For Brazil, Paulinho demonstrated his much-doubted class during Selecao’s impressive World Cup 2018 qualification campaign when in May 2017 the box-to-box midfielder bagged a hat-trick in a 4-1 victory in Montevideo over Uruguay. The highlight, with Brazil trailing 1-0, the Barcelona midfielder took the game by the scruff of the neck and fired home an equalizer from 30-yards.

Under Tite, who took a year-long sabbatical to study the tactics of European football, Brazil are a much more cohesive and organized side. Without losing the flair and attacking mentality that is always attributed to Brazil, Tite has given the five-time World Cup winners a much more compact shape making them difficult to break down.

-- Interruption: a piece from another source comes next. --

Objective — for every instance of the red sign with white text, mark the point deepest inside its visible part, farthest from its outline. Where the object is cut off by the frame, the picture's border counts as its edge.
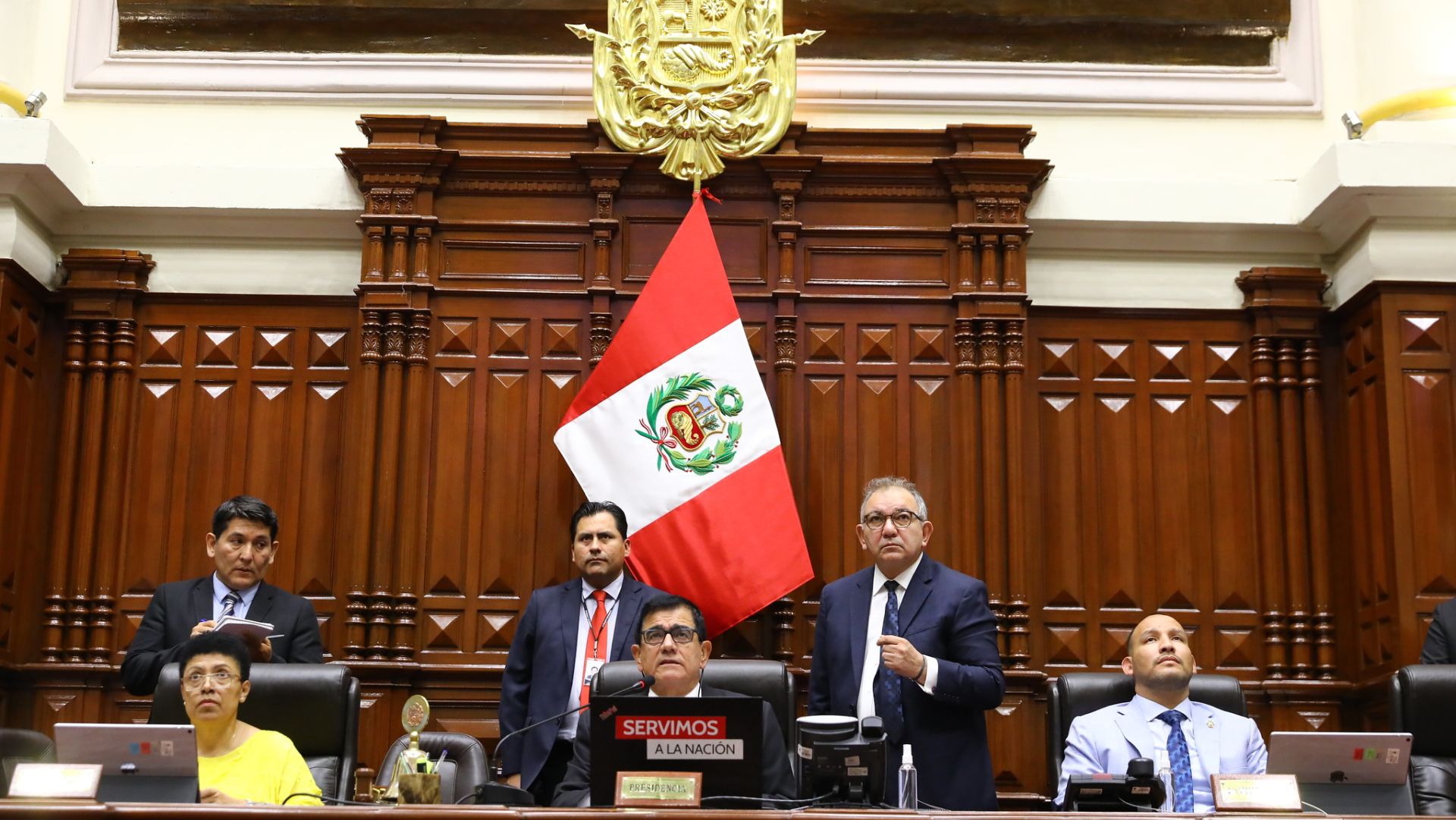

A quick glance at the CONMEBOL qualification table proves that Tite’s Brazil are streets ahead of their South American counterparts, only suffering one defeat in 18 and finishing ten points ahead of second-placed Uruguay.

Despite his recent renaissance with Barcelona, Paulinho’s place in the Brazil team is far from assured. The likes of Casemiro and Fernandinho are both performing well for their respective clubs, and Renato Augusto and Giuliano have both been granted opportunities to enter the debate for the first choice mimidfield three.

Brazil will face Russia and Germany in the next round of international fixtures in March 2018, games which, as well as pressing for a starting berth with Valverde’s Barcelona, are likely to be Paulinho’s last chance at impressing in front of Tite to attain a starting place in his Brazil side.